I now have a 10 week old kitten who bites and scratches my fingers and arms (at least when I am wearing a t-shirt). 

I think maybe she doesn't know that my fingers and arms are a part of me, and not for biting and scratching.

She doesn't do it so hard enough that it hurts.

How do I teach her to stop doing that?


----------



## SerenityFL (Oct 6, 2010)

That's what kittens do. Don't let her play with your arm or hand. If she starts to scratch and bite, remove yourself.


----------



## coonconnoisseur (Sep 16, 2010)

So does she grow out of that on her own?

At what age would she grow out of it?


----------



## icatguy (May 15, 2010)

She won't learn that you have skin and not fur unless you teach her that she's hurting you. She's not hurting you intentionally; she just thinks you're another big kitten to play with, and you've seen how they play: pretty rough, with fangs and claws.

Serenity's answer, though brief, is exactly how you teach her. She wants to be with you, so when she does something she's not supposed to do, you deprive her of what she wants: you. Make a loud noise (a good shriek will do, like you're hurt - but of course you are), immediately put her down without any other comment, walk away into another room, and ignore her for a while. She'll learn fast enough.


----------



## coonconnoisseur (Sep 16, 2010)

Well, about a month and a half later, so far the biting and scratching kitten hasn't stopped doing those things.

I'm sure it is correct that she isn't trying to hurt me. I think she thinks I'm a cat or something.

I notice also that the same kitten likes to start play fights with the older kitten even though the older kitten is much bigger than her. The younger kitten will always pounce on the older one and start biting her and kicking her with her back paws as they tackle each other. Sometimes the older kitten will play fight with the younger kitten for a few minutes and do the same things back to her, and then the older kitten will run away.
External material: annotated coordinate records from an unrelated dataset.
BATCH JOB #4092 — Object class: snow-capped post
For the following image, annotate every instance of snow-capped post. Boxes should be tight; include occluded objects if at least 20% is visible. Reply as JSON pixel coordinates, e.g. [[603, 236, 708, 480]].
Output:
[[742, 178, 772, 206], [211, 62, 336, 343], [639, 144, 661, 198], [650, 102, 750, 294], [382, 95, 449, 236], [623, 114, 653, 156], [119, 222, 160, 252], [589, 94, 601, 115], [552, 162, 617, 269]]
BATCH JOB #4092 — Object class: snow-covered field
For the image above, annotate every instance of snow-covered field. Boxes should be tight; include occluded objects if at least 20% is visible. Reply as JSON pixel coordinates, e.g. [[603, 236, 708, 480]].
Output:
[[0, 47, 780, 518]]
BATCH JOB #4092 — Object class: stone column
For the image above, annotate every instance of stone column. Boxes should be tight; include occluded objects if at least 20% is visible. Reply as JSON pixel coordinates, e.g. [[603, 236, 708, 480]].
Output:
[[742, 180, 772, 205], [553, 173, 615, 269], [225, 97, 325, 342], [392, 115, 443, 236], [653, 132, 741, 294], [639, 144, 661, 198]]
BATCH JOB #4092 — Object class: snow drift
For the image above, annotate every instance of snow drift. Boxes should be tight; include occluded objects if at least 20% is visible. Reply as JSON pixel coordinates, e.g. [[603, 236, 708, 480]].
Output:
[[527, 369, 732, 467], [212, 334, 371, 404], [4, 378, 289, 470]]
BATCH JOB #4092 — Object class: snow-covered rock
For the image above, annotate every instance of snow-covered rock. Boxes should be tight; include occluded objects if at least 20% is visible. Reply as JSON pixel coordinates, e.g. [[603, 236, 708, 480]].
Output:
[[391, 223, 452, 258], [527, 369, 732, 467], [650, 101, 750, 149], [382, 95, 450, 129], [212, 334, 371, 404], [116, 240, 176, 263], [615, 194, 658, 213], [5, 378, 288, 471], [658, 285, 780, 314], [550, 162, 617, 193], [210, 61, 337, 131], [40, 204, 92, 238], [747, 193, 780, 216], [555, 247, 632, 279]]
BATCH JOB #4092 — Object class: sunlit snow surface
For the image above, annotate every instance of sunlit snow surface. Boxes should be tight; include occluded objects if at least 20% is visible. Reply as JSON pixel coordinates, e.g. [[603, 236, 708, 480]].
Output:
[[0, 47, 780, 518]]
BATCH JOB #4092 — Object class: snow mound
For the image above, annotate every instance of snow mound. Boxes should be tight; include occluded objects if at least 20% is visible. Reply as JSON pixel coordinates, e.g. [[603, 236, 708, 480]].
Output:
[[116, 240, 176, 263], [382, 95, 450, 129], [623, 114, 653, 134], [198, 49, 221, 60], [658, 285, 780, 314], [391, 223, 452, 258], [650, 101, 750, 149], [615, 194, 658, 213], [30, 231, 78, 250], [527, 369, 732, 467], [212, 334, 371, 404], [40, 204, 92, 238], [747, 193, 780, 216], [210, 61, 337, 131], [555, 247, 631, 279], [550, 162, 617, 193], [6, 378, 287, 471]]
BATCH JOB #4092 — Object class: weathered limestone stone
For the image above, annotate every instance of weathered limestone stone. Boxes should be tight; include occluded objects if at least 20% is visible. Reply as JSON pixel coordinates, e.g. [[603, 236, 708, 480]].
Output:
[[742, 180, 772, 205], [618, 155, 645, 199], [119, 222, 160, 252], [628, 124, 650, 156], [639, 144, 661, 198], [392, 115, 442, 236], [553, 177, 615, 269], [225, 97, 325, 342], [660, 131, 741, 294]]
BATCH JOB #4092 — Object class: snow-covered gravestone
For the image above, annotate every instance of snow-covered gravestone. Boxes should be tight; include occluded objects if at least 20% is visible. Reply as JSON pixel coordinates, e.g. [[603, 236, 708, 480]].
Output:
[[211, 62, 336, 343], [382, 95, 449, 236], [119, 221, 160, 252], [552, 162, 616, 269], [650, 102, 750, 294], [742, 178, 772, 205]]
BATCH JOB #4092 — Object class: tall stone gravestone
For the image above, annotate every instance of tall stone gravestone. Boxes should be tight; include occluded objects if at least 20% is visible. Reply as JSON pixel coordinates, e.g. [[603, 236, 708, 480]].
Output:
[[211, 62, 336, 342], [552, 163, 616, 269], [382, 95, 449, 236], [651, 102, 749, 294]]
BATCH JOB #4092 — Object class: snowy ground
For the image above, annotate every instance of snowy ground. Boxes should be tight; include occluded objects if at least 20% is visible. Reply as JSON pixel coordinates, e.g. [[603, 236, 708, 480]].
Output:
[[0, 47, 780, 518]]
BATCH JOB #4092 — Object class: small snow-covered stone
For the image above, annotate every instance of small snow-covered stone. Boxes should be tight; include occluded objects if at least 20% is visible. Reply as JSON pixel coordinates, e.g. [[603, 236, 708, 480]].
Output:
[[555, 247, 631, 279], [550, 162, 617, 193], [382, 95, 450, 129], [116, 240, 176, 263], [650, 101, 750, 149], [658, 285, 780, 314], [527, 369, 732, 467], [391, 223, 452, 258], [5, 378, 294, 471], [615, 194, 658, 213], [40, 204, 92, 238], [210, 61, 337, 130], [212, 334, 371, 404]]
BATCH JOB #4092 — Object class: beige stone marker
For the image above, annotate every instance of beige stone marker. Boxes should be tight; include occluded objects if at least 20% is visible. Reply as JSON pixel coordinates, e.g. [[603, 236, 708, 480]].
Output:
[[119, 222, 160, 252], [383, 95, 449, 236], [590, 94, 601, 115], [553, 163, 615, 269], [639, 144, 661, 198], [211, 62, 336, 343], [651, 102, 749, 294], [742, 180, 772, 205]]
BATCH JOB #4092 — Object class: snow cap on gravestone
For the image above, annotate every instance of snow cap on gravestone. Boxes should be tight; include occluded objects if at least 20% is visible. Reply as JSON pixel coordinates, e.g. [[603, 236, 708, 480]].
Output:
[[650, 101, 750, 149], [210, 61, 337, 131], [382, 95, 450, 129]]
Sometimes the older kitten runs away right away, without play fighting back at all. The younger kitten always starts new play fights again, later. 

The older kitten never starts a play fight with the younger kitten, though.

Will the younger kitten ever stop being bitey and scratchy on her own?


----------



## muggyscugglemeyer (Dec 1, 2010)

You can try a stern and sharp "No!" and flick her or tap her on the nose. Only do it hard enough to get her attention.


----------



## koobe (Nov 8, 2009)

Or press your fingers on her forehead, between the eyes. Because cats tell each other "no" by putting the paw on other's forehead.


----------



## Mitts & Tess (Sep 4, 2004)

Hope you are clipping their needle sharp nails. That helps a lot.


----------